# columbus, ga area



## josephcarman1982

looking for trainer in columbus, ga area. would like to get into the basics first then move to some protection work. any help will be appreciated!!


----------



## GSDgirlAL

Welcome to the board! and it's not everyday that I see Columbus, GA on here .... I'm from there!

Unfortunately, I don't know of anyone off the top of my head. Check out dog trainers in the yellow pages, I think there is a someone in Phenix City or as a last resort I would ask the people at PetsMart or Petco if they know of anyone. 

Good luck and sorry I couldn't be of more help.


----------



## gagsd

Hi and welcome!
We actually have a training group that meets in Columbus(although we have been a bit lax lately). We do not do protection work here---the two of us most active also belong to a Schutzhund club in the Atlanta area. You need to be VERY careful of anyone doing protection work in the Columbus area.
What we do is basic obedience, imprinting, socializing, etc. We have members who do schutzhund, AKC, herding, and AKC conformation stuff.

Although I have not updated it since last year, here is our webpage.... http://www.geocities.com/cwdclub/1


----------



## gagsd

BTW: The only "reputable," "professional" trainer I would recommend is Harvard's K9 in Phenix City/Crawford area.


----------



## GSDgirlAL

Harvard's K9 ... that's who I was thinking of!


----------



## josephcarman1982

i have heard about the club in bham. i actuallly work for norfolk southern railroad and take trains to bham. we usually end up staying overnight until they have a train for us to bring back. when is the next club meeting in bham?? do you think they would mind if i came out to check it out?


----------



## gagsd

http://www.harvardsk9center.com/
They are in Crawford, about 11 miles from Columbus.
This is the schutzhund club of which I am a member...
http://www.southmetroatl.com.
They are about 75 miles from Columbus.
I will PM you next time we train locally. Usually Monday nights.


----------



## whitney

Harvards K-9 is great.. they used to come into the Vet I worked at in Columbus.. very nice folks!


----------



## wimmer105

*Trainer*

tIMS K9 CAN GIVE YOU A COMPLETE DOG TRAINING IN EVERYTHING JUST LOOK ONLINE AND YOU WILL FIND HIM.


----------



## r1200mike

Stewart Harvard is who I used for Basic Ob with my Shepherd.
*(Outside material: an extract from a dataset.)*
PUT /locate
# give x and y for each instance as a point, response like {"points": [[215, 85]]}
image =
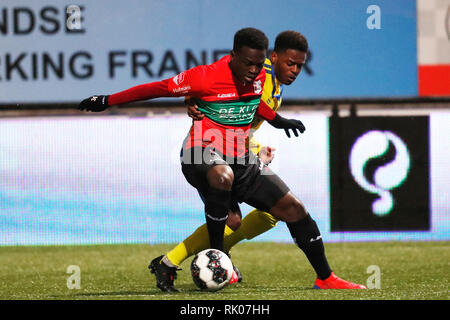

He sold Harvards to ? His farm is right next to them. His new place is Marengo Creek farm. I highly recommend him.


----------



## gagsd

r1200mike said:


> Stewart Harvard is who I used for Basic Ob with my Shepherd. He sold Harvards to.... .


Laura Ragsdale


----------



## Whitedog404

I adore Stewart! I recently had both my GSDs with him. His place is spotless and he's just kind and so practical with the dogs. I'd like to know how I can move into Merengo Creek Farm for a few weeks!


----------



## wimmer105

*training*

might be ok for OB but complete dog training for everything your GSD will need to have Timsk9, he trains all breed of dogs and the ones they can not train go to timsk9 I have seen him with the largest of breeds to the smallest of breeds and also with the pitbulls no one can get close too. we train every wed. and tim has his dogs out at sandfort road park every night and its so nice to be able to watch and talk about our dogs and other training needs!


----------



## jaggirl47

gagsd said:


> BTW: The only "reputable," "professional" trainer I would recommend is Harvard's K9 in Phenix City/Crawford area.


 
My Zappa was trained there. Actually, he was boarded there for 18 months when I was deployed to Iraq. I was very happy with them.


----------



## gagsd

gagsd said:


> BTW: The only "reputable," "professional" trainer I would recommend is Harvard's K9 in Phenix City/Crawford area.


This is an old thread, but to clarify......
I used quotes for a reason. There are certainly other trainers in the area. I have referred several people interested in protection work to one person in particular.
But Harvards is the one facility that I feel very comfortable recommending to a wide variety of people.


----------



## jaggirl47

gagsd said:


> This is an old thread, but to clarify......
> I used quotes for a reason. There are certainly other trainers in the area. I have referred several people interested in protection work to one person in particular.
> But Harvards is the one facility that I feel very comfortable recommending to a wide variety of people.


I just reread my post and realized it was slightly argumentative. Sorry about that. It wasn't meant that way. I truly was happy with them. They were so attached to my Zappa he was in their 2003 Christmas photo.


----------